Fenomena self-healing sedang populer akhir-akhir ini, khususnya di kalangan anak muda. Banyak dari mereka merasa tertekan oleh masalah pekerjaan, tuntutan sosial, serta persoalan pribadi yang terus menumpuk, sehingga memilih meluangkan waktu untuk memulihkan diri secara mental. Destinasi alam seperti hutan, pantai, dan pegunungan menjadi pilihan favorit karena mampu memberikan ketenangan yang sulit ditemukan di tengah hiruk-pikuk perkotaan.
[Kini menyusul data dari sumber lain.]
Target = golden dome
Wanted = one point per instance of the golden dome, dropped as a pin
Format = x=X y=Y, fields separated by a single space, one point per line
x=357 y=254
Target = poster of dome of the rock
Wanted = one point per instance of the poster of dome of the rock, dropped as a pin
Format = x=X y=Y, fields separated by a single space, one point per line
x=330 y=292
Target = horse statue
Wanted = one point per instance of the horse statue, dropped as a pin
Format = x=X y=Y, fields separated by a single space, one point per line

Pantai Goa Cemara di Bantul menjadi salah satu lokasi yang paling sering dipilih. Hamparan pasir hitam yang lembut, rimbunan hutan cemara udang yang rindang, angin laut yang sejuk dan suara deburan ombak menciptakan suasana nyaman bagi siapa pun yang ingin sekadar duduk, menarik napas panjang, dan melepas penat.
Namun, meningkatnya popularitas di pantai ini membawa konsekuensi yang tidak bisa diabaikan. Berdasarkan data Dinas Pariwisata Kabupaten Bantul, jumlah pengunjung Pantai Goa Cemara pada tahun 2020 mencapai 18.843 orang. Kunjungan yang tinggi ini memang berdampak positif bagi ekonomi warga, tetapi juga memicu tantangan lingkungan yang serius. Salah satu dampak yang paling terlihat adalah akumulasi sampah, sebuah permasalahan global yang kini semakin terasa di kawasan pesisir Bantul.
Sampah yang menumpuk tidak hanya merusak keindahan pantai, tetapi juga mengurangi kenyamanan dan kualitas rekreasi pengunjung. Data penelitian menunjukkan bahwa timbulan sampah per orang per hari di Pantai Goa Cemara mencapai 2,44 liter atau sekitar 0,49 kg. Jika dikalikan dengan ribuan pengunjung, jumlah tersebut menjadi sangat besar. Komposisi sampah pun beragam: tempurung kelapa (36%), sampah kayu (18%), sisa makanan (20%), plastik (8%), styrofoam (13%), kertas (4%), dan lainnya (1%). Sebagian besar berasal dari aktivitas kuliner, piknik, dan kebiasaan pengunjung yang meninggalkan sampah begitu saja di area pantai.
Melihat kondisi tersebut, self-healing seharusnya tidak menjadi alasan untuk mengotori tempat yang justru kita pilih sebagai ruang untuk menenangkan diri. Alam telah memberi kita keindahan untuk memulihkan pikiran dan emosi, maka sudah sewajarnya kita menjaga kebersihan dan keasriannya agar tetap dapat dinikmati oleh semua orang. Upaya menjaga kelestarian pantai sebenarnya bisa dimulai dari langkah-langkah sederhana yang mudah diterapkan.
Beberapa langkah tersebut antara lain mengurangi penggunaan plastik dan styrofoam, yang sulit terurai dan mudah terbawa omabak dan angin laut. Pengunjung juga dapat membawa tempat makan dan botol minum sendiri agar tidak menambah sampah kemasan. Jika terpaksa membeli makanan atau minuman berkemasan sekali pakai, sampahnya dapat dibawa pulang kembali, apalagi bila tempat sampah di pantai tidak memadai. Selain itu, kita juga bisa mengingatkan teman atau keluarga ketika terlihat membuang sampah sembarangan, karena perubahan perilaku sering bermula dari saling mengingatkan.
Dengan menerapkan kebiasaan sederhana tersebut, self-healing bukan hanya menjadi cara untuk memulihkan diri, tetapi juga bentuk kepedulian agar alam tetap sembuh dari beban sampah yang kita tinggalkan. Goa Cemara adalah ruang untuk menenangkan hati, bukan tempat untuk membiarkan sampah menggunung. Yuk, jaga kebersihan alam agar kita bisa menikmati keindahannya tanpa terganggu oleh tumpukan sampah!